They are very simple and so reasonably robust and not terribly
expensive. My experience has been that I could fully recharge
a set of batteries by leaving these out all day, meaning that
if you need K batteries per day, it is sufficient to bring 2K
batteries. This was in Northern British Columbia. You presumably
get a lot more sun in Vanuatu.
In looking at specifications, I would distinguish carefully between
solid state storage and microdrives. Microdrives have moving parts
and can be expected to use substantial power. Solid state storage
should not use much power. I have not been in your situation recently
and so have not looked into this, but it does not make sense that
solid state storage would draw much power.
You can get 10GB worth of flash cards for no more than 300 euros.

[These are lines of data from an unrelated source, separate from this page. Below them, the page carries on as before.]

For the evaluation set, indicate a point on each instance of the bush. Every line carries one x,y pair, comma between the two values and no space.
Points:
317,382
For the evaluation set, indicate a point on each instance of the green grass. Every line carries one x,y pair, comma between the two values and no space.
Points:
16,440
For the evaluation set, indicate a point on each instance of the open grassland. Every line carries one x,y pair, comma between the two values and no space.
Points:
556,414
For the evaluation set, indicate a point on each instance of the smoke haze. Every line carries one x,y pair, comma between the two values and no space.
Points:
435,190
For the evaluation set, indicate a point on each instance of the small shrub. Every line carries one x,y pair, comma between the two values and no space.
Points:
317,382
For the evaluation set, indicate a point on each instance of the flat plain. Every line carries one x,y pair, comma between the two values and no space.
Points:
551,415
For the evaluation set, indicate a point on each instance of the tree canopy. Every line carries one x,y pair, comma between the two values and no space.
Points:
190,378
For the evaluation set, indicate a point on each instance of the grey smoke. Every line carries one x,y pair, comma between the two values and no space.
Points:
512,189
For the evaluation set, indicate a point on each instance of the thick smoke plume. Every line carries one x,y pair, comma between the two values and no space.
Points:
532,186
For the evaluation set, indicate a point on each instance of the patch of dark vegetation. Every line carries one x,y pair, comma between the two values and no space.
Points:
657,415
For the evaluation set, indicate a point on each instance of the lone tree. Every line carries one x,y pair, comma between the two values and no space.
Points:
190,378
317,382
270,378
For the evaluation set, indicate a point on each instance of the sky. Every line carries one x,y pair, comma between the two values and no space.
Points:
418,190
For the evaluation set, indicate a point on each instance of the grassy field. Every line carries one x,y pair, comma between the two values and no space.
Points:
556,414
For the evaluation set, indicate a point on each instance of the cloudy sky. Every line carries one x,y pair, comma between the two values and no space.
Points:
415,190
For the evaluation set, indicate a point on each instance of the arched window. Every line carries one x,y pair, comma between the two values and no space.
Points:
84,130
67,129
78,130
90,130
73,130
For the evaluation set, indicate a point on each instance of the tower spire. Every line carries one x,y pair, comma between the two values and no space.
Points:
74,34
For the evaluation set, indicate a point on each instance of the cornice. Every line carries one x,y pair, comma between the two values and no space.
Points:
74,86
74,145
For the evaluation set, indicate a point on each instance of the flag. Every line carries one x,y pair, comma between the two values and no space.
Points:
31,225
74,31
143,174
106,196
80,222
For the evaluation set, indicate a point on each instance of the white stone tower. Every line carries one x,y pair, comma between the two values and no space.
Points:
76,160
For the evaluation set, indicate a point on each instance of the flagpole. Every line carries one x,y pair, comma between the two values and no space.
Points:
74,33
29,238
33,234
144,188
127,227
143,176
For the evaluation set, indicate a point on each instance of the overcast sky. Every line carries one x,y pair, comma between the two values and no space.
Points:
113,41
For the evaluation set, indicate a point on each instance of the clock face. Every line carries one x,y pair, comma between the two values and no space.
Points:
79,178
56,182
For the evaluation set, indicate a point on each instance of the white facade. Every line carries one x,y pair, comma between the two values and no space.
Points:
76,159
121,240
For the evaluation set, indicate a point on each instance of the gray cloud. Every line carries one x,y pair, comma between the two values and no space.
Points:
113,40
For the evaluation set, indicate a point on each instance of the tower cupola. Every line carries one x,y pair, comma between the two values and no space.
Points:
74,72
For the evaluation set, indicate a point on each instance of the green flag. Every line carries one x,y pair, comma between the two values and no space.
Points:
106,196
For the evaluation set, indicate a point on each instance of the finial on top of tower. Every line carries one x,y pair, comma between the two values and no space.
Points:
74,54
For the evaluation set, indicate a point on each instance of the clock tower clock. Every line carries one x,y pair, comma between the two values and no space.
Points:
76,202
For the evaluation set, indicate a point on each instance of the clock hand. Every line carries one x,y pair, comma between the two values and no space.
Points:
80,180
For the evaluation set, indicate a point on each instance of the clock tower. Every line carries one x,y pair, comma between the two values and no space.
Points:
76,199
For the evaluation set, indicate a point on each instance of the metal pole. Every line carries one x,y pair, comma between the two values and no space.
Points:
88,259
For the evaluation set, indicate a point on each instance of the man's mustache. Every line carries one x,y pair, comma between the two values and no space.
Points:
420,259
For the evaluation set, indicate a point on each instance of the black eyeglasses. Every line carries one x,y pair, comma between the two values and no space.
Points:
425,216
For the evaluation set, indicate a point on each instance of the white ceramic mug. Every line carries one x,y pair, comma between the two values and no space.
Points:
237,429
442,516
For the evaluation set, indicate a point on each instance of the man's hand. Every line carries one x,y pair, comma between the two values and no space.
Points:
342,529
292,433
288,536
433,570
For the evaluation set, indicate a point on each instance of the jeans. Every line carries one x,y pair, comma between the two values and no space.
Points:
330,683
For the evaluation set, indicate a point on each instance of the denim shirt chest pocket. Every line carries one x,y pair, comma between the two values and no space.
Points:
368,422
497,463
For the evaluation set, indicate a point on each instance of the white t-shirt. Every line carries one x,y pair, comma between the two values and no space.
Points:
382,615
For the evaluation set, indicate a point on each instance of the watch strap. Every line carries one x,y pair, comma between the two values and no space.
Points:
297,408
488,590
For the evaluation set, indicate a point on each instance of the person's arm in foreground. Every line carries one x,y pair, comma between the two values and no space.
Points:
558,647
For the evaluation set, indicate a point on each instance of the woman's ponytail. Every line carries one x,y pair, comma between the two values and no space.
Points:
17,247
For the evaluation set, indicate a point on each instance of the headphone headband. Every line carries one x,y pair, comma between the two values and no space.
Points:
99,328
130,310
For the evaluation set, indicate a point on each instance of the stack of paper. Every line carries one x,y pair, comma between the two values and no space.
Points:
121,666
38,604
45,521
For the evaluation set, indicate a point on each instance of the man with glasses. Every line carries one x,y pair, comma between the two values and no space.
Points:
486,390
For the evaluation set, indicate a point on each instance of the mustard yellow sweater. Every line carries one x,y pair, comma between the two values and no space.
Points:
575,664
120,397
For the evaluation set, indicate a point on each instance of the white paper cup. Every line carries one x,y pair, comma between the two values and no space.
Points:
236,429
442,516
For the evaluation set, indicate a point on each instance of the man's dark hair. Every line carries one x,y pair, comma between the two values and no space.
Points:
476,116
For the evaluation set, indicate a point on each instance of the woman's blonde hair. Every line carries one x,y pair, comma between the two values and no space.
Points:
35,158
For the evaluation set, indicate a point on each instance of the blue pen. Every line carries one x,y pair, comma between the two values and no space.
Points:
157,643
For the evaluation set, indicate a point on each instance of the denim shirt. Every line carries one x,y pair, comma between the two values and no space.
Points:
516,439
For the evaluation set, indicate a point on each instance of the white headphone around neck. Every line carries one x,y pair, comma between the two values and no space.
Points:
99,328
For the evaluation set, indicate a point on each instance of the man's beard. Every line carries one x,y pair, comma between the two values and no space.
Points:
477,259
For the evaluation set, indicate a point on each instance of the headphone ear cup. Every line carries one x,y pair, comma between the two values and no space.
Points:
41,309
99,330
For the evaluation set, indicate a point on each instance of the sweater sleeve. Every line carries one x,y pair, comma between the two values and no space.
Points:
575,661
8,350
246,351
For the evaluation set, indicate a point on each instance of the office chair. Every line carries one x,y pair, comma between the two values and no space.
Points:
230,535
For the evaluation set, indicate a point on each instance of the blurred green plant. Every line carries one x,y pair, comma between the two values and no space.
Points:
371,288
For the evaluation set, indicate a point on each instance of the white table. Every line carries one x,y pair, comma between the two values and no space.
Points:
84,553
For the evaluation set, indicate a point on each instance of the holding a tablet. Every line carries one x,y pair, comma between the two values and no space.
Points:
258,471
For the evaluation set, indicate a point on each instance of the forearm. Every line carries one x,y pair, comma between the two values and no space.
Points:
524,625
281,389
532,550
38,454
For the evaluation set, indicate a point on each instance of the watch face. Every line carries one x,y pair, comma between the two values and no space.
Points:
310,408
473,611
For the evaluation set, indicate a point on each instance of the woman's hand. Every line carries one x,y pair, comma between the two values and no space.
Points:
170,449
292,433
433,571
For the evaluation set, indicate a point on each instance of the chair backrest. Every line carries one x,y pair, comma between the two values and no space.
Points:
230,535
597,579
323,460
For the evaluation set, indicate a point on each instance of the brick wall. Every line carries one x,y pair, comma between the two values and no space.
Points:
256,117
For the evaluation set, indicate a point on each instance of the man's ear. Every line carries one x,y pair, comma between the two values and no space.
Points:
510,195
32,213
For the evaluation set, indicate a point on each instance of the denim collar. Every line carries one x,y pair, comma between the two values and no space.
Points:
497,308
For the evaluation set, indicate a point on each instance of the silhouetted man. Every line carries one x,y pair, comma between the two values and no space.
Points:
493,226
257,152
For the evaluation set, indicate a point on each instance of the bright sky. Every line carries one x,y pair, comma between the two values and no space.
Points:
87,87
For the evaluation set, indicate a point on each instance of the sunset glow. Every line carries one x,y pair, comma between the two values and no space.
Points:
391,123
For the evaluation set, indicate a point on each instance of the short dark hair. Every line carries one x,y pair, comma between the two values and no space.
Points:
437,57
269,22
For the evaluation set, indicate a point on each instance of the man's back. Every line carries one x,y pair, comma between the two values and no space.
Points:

USB sticks are a bit cheaper. I just bought a 2GB USB stick for
Canadian $39.98, about 27 euros, so five of them would be 135 euros.
With USB sticks the problem of transfer arises. I have a vague
memory of having seen stand-alone flash-USB transfer devices
but can't find them right off. If the weight is not a problem,
you could probably simply bring a laptop to use for transfer.
They now have a long enough battery life that if you only
used it to transfer from flash card to USB stick you could
get by for six weeks without recharging it.
An alternative, however, is a standalone flash->minidrive device,
like these: http://www.card-media.co.uk/digimagic+dm180.htm.
You can get a 20GB miniature hard drive combined with flash card
reader for about 200 euros. These are powered by their own
batteries, but at the rate you of data collection you mention,
you'd only have it powered on for about an hour total during
your six week trip in order to transfer from a flash card.